N buckets instead! Oh wait..O(N) solution anyhow, "constant" space. Just precalculate the answers for all possible array size, elements. All you have to do now is look it up in the table!You can't use constant space. You can use O(number of different elements) space; that's what a HashSet does.
n space allows for log n accumulation of information per step, but you don't allow that much, so you're limited to the n log n family of solutions.You can use any sorting algorithm and count the number of different adjacent elements in the array.
I do not think this can be done in linear time. One algorithm to solve in O(n log n) requires first sorting the array (then the comparisons become trivial).
If you are guaranteed that the numbers in the array are bounded above and below, by say a and b, then you could allocate an array of size b - a, and use it to keep track of which numbers have been seen.
i.e., you would move through your input array take each number, and mark a true in your target array at that spot. You would increment a counter of distinct numbers only when you encounter a number whose position in your storage array is false.

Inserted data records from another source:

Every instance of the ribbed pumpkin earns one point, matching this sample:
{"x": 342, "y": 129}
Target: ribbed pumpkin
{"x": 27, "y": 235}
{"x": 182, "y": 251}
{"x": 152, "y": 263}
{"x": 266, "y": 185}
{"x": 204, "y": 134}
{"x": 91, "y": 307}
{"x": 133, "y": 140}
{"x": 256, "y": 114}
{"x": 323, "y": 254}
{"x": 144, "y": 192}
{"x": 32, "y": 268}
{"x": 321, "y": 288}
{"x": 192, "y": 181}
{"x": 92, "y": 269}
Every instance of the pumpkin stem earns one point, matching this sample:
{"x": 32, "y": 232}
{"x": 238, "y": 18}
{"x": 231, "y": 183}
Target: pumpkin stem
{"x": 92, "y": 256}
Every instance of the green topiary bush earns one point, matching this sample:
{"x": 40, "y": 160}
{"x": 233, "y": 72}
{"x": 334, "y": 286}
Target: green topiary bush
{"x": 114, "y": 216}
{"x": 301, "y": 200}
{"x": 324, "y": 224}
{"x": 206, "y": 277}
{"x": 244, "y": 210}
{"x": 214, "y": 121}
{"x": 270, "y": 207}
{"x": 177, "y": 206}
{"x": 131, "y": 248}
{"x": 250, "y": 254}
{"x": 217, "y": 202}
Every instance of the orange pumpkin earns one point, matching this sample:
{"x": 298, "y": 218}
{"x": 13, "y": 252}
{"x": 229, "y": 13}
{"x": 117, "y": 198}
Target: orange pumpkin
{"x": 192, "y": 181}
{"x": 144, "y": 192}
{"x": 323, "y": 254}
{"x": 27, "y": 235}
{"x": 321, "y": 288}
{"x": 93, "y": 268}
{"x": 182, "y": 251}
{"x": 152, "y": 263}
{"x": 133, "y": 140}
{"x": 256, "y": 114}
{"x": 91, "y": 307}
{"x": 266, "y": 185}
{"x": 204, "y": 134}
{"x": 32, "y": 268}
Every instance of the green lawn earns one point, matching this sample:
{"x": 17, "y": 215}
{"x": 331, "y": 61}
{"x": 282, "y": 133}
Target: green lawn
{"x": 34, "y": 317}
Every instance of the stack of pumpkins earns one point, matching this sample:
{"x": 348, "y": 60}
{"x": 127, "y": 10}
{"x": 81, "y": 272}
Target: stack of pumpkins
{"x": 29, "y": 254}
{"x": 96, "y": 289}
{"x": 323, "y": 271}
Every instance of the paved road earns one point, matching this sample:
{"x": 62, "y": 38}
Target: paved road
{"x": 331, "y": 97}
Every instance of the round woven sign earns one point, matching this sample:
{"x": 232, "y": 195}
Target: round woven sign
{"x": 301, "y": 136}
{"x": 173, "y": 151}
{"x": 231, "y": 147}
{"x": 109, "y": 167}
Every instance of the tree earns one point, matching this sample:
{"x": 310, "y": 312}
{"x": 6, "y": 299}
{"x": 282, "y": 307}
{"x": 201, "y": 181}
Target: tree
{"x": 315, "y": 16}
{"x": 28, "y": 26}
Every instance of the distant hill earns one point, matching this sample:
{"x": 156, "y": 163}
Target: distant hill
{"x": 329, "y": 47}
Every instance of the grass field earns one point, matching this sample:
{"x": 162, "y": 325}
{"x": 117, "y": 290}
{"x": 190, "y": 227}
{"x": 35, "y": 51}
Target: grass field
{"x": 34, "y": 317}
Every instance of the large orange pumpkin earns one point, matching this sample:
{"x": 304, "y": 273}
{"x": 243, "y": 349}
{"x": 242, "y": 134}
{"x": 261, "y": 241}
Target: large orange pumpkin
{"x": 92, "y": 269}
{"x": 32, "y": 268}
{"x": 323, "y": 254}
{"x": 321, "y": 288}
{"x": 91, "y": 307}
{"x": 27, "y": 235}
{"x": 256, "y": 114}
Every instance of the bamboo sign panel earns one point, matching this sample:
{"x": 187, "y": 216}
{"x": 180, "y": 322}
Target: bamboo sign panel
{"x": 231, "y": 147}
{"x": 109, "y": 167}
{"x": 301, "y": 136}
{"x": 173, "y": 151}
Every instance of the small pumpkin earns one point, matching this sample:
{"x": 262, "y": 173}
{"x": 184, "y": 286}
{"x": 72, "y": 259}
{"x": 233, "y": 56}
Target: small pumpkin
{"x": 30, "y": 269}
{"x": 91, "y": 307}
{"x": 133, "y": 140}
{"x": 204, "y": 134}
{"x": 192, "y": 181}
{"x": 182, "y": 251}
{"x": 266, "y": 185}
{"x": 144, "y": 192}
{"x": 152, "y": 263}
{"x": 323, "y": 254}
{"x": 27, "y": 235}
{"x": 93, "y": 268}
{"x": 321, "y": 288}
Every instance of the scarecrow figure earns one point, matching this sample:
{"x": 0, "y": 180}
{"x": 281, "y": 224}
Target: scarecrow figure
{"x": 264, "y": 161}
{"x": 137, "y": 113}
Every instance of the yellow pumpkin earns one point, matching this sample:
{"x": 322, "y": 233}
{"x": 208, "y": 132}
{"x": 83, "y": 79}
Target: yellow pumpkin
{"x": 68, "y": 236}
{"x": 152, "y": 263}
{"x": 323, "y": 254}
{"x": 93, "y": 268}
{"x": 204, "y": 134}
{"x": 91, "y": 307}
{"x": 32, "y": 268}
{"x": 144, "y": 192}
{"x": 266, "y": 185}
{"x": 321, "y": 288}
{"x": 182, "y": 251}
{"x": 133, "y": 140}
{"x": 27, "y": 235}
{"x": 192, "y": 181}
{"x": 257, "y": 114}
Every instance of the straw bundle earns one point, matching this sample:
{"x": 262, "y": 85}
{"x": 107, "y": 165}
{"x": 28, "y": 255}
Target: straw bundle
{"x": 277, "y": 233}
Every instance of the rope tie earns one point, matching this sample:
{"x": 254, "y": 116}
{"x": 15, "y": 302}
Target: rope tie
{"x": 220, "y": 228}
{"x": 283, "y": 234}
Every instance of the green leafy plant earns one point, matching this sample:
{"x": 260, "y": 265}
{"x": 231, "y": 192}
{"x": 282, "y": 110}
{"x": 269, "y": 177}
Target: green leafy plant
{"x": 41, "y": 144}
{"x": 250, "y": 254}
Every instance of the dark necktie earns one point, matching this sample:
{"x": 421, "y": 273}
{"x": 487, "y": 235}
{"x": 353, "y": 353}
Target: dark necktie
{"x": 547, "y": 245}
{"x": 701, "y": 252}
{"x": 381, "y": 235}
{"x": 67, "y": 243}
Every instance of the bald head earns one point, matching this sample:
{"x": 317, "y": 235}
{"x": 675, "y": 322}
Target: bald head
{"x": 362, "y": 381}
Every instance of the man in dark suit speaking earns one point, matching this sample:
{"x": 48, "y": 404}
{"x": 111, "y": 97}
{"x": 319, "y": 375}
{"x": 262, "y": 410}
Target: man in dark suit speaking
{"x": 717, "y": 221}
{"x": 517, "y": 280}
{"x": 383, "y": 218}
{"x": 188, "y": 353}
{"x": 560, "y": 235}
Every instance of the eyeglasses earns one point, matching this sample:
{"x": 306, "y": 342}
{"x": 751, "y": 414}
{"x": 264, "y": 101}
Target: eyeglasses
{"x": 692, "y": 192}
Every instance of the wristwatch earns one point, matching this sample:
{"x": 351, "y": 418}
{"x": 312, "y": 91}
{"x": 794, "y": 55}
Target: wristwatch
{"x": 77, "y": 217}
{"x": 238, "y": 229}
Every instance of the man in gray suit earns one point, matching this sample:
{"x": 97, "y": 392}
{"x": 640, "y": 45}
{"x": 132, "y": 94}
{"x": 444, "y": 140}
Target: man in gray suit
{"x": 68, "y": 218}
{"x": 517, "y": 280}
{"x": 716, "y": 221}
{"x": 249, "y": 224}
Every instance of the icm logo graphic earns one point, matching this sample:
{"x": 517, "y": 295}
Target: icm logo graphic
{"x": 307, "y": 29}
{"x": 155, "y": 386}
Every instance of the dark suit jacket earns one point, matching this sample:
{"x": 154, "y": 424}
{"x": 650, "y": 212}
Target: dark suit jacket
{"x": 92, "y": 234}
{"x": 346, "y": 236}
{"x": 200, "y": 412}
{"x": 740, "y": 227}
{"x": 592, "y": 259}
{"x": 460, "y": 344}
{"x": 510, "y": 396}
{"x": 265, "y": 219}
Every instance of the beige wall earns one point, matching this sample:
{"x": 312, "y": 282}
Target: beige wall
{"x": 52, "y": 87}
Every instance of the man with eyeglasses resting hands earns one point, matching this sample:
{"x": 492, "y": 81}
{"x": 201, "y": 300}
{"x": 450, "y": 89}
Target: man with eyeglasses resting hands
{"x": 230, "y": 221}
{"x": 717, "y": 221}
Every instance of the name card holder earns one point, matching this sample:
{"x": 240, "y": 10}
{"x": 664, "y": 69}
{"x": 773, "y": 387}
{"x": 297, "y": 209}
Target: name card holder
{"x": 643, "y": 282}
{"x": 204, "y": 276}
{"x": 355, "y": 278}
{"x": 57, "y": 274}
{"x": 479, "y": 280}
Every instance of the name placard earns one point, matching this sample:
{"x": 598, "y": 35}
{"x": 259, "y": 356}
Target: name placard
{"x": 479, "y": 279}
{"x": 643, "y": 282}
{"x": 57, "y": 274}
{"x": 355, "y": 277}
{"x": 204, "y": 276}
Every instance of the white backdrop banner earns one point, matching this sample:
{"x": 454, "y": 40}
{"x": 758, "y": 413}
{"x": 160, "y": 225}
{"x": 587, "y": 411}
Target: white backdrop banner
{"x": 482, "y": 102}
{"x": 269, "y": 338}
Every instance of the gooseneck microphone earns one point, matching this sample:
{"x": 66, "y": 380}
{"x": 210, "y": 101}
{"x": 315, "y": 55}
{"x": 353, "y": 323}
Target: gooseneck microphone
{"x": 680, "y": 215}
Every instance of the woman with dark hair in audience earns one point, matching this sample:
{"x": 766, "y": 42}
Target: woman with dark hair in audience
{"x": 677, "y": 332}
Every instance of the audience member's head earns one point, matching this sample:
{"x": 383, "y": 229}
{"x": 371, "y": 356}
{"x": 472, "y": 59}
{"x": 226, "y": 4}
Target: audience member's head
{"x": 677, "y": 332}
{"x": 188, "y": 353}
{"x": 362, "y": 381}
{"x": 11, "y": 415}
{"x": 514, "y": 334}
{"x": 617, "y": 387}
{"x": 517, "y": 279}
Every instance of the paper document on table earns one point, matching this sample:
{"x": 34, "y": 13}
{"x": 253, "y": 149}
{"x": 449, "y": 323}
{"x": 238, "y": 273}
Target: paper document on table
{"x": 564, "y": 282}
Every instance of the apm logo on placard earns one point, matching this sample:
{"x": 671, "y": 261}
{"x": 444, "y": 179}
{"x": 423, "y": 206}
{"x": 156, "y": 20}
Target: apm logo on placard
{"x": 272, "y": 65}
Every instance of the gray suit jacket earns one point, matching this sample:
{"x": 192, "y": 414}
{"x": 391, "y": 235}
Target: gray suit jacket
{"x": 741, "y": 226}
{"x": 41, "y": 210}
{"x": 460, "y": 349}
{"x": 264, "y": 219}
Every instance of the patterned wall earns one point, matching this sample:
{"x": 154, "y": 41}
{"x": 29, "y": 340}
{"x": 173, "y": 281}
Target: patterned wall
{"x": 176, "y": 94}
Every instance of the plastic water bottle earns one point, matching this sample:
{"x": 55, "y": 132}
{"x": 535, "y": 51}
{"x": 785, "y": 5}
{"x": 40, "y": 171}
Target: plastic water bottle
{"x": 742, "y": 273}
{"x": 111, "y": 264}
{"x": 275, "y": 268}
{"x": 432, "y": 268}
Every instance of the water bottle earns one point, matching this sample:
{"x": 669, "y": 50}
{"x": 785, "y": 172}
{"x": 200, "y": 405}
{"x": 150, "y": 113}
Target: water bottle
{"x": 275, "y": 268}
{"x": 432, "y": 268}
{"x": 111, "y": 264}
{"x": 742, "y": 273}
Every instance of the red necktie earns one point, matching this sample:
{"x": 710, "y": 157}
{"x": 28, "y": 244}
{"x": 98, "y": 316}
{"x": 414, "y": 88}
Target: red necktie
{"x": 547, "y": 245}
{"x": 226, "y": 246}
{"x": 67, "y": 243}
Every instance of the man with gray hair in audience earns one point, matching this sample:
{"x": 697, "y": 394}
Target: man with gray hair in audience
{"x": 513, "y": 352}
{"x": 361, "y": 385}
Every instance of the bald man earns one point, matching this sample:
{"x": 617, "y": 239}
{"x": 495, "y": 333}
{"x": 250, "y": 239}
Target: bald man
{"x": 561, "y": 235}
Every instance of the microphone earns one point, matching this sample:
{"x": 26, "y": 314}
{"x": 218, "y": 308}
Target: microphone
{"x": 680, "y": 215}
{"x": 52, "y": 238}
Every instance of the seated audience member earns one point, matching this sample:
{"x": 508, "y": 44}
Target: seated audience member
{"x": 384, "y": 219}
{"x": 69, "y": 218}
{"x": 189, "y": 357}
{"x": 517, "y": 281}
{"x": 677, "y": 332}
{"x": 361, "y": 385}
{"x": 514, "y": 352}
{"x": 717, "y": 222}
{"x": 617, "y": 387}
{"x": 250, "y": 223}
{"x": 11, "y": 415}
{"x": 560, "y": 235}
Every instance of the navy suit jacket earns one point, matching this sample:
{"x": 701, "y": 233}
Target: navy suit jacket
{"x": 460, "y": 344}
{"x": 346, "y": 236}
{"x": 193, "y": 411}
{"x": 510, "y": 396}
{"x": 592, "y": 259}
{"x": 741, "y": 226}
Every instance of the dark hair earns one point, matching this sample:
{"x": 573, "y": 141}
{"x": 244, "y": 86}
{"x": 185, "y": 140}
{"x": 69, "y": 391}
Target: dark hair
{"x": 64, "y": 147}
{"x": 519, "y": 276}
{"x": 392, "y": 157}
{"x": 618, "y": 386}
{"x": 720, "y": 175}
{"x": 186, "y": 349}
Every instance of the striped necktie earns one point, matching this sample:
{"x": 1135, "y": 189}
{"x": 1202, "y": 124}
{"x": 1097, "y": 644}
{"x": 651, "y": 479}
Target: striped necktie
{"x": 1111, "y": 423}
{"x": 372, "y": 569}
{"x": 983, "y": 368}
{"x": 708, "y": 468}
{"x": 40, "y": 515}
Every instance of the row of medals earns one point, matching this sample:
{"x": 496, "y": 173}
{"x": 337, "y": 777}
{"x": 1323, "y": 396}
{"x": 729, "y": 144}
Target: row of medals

Assuming we can partially destroy the input, here's an algorithm for n words of O(log n) bits.
Find the element of order sqrt(n) via linear-time selection. Partition the array using this element as a pivot (O(n)). Using brute force, count the number of different elements in the partition of length sqrt(n). (This is O(sqrt(n)^2) = O(n).) Now use an in-place radix sort on the rest, where each "digit" is log(sqrt(n)) = log(n)/2 bits and we use the first partition to store the digit counts.
If you consider streaming algorithms only ( http://en.wikipedia.org/wiki/Streaming_algorithm ), then it's impossible to get an exact answer with o(n) bits of storage via a communication complexity lower bound ( http://en.wikipedia.org/wiki/Communication_complexity ), but possible to approximate the answer using randomness and little space (Alon, Matias, and Szegedy).
This can be done with a bucket approach when assuming that there are only a constant number of different values. Make a flag for each value (still constant space). Traverse the list and flag the occured values. If you happen to flag an already flagged value, you've found a duplicate. You have to traverse the buckets for each element in the list. But that's still linear time.